文档序号：1379188 发布日期：2020-08-14 浏览：6次中文

阅读说明：本技术 基于拍照识物的智能点读方案 (Intelligent point reading scheme based on photographing and object recognizing ) 是由王鹏于 2020-04-08 设计创作，主要内容包括：本发明公开了基于拍照识物的智能点读方案,包括信号采集器、信号处理器、语音合成单元、人机交互端口,其特征在于：信号采集器是进行图片采集,且信号采集器基于若干类型的设备设计软件,信号处理器是完成图像信号的分析处理,包括图片定位、分割、识别,以及文本句子的生成,语音合成单元是将文本内容转换为语音信号,人机交互端口包括用户触发界面或者开关以及音频信号的输出。本发明的基于拍照识物的智能点读方案通过手持移动设备对目标区域进行拍照,对照片中的物体和文字进行定位、分割和识别,并生成特定语言的文字描述,具有很好的灵活性的特点。该专利技术的实施无需复杂的定制设备,用户操作方便,简捷易用。(The invention discloses an intelligent point-reading scheme based on photographing and object recognizing, which comprises a signal collector, a signal processor, a voice synthesis unit and a man-machine interaction port, and is characterized in that: the signal collector is used for collecting pictures, the signal collector is based on a plurality of types of equipment design software, the signal processor is used for completing analysis and processing of image signals, including picture positioning, segmentation and recognition and generation of text sentences, the voice synthesis unit is used for converting text contents into voice signals, and the man-machine interaction port comprises a user trigger interface or a switch and outputs audio signals. The intelligent click-to-read scheme based on the photographed literacy shoots a target area through the handheld mobile equipment, positions, segments and identifies objects and characters in a photo, generates character description of a specific language, and has the characteristic of good flexibility. The patent technology is implemented without complex customized equipment, and is convenient to operate, simple and easy to use by a user.)

1. Intelligent point reading scheme based on recognition of shooing, including signal collector, signal processor, speech synthesis unit, man-machine interaction port, its characterized in that: the signal collector carry out the picture and gather, and signal collector is based on the equipment design software of a plurality of types, signal processor accomplish image signal's analysis and processing, including picture location, segmentation, discernment to and the formation of text sentence, signal collector, signal processor constitute picture content edit and generate front-end system, speech synthesis unit convert text content into speech signal, the human-computer interaction port include user trigger interface or switch and audio signal's output, and be equipped with the content based on the position trigger in the human-computer interaction port and spell and read.

2. The intelligent reading scheme based on photographing literacy as claimed in claim 1, wherein: the signal collector is based on several types of device design software, for example, a handheld mobile device (such as a smart phone, a tablet computer, a camera, a video pen, etc.) or other wearable device (such as smart glasses) to take a picture of a target area.

3. The signal collector of claim 1 or 2, wherein: the scene of image acquisition can include image acquisition of real objects, image acquisition of books and file contents, image acquisition in virtual reality and the like.

4. The intelligent reading scheme based on photographing literacy as claimed in claim 1, wherein: the signal processor is used for analyzing and processing image signals, analyzing the acquired images, including positioning, segmenting, identifying and the like of objects or characters in the images, and the adopted technical implementation algorithm includes but is not limited to performing End-to-End analysis on image contents through a trained deep neural network model, such as RCNN, fast-RCNN and the like.

5. The intelligent reading scheme based on photographing literacy as claimed in claim 1, wherein: the generation of the text sentence generates a sentence-level text description for the key information according to the obtained labels and the character contents of the objects in the picture, and common models include an Attention-based model, a GAN, a relationship Learning and the like.

6. The intelligent reading scheme based on photographing literacy as claimed in claim 1, wherein: the content spelling based on the position triggering completes the region positioning and the recognition understanding of the object and the character content in the picture, and when the user clicks the corresponding position triggering, the intelligent spelling can be carried out according to the preset language (such as English).
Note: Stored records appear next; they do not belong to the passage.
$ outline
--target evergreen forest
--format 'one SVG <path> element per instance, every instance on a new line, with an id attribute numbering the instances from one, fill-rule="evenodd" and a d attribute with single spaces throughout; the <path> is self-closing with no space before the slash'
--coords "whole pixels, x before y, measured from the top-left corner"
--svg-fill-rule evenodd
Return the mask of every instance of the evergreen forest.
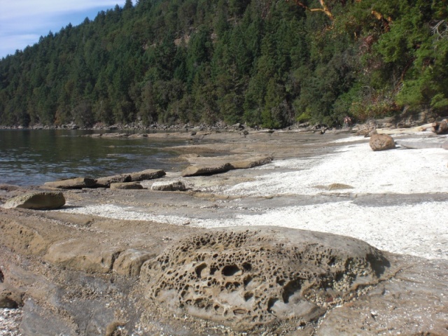
<path id="1" fill-rule="evenodd" d="M 126 0 L 0 60 L 0 125 L 329 125 L 448 108 L 447 0 Z"/>

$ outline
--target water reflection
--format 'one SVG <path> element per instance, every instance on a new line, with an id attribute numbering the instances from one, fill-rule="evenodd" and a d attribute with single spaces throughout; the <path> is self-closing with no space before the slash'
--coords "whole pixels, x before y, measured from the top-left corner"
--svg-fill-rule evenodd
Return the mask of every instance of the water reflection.
<path id="1" fill-rule="evenodd" d="M 99 177 L 146 169 L 170 169 L 182 141 L 80 136 L 84 130 L 0 130 L 0 183 L 41 185 L 76 176 Z"/>

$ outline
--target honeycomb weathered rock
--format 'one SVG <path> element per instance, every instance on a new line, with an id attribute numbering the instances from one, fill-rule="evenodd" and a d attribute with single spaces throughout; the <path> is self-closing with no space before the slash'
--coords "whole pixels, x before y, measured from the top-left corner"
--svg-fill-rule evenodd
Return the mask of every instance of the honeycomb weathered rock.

The step is realized based on a Text-to-Speech (TTS) technology, and different types of sound colors can be customized.

7. The location-based triggered content spelling of claim 6, wherein: the triggering modes are further divided into off-line triggering and on-line triggering. The off-line triggering refers to that after the device collects and analyzes the picture, the device waits for the user to trigger and awaken the corresponding position area, and only carries out information interaction on the content of the area and the user; the on-line triggering refers to that the equipment acquires, analyzes and processes the picture, synchronously obtains the triggering intention of the user, and performs comprehensive information interaction on the whole content of the picture and the user, such as character acquisition based on a video pen, auxiliary scenes of the visually impaired user based on intelligent glasses and the like.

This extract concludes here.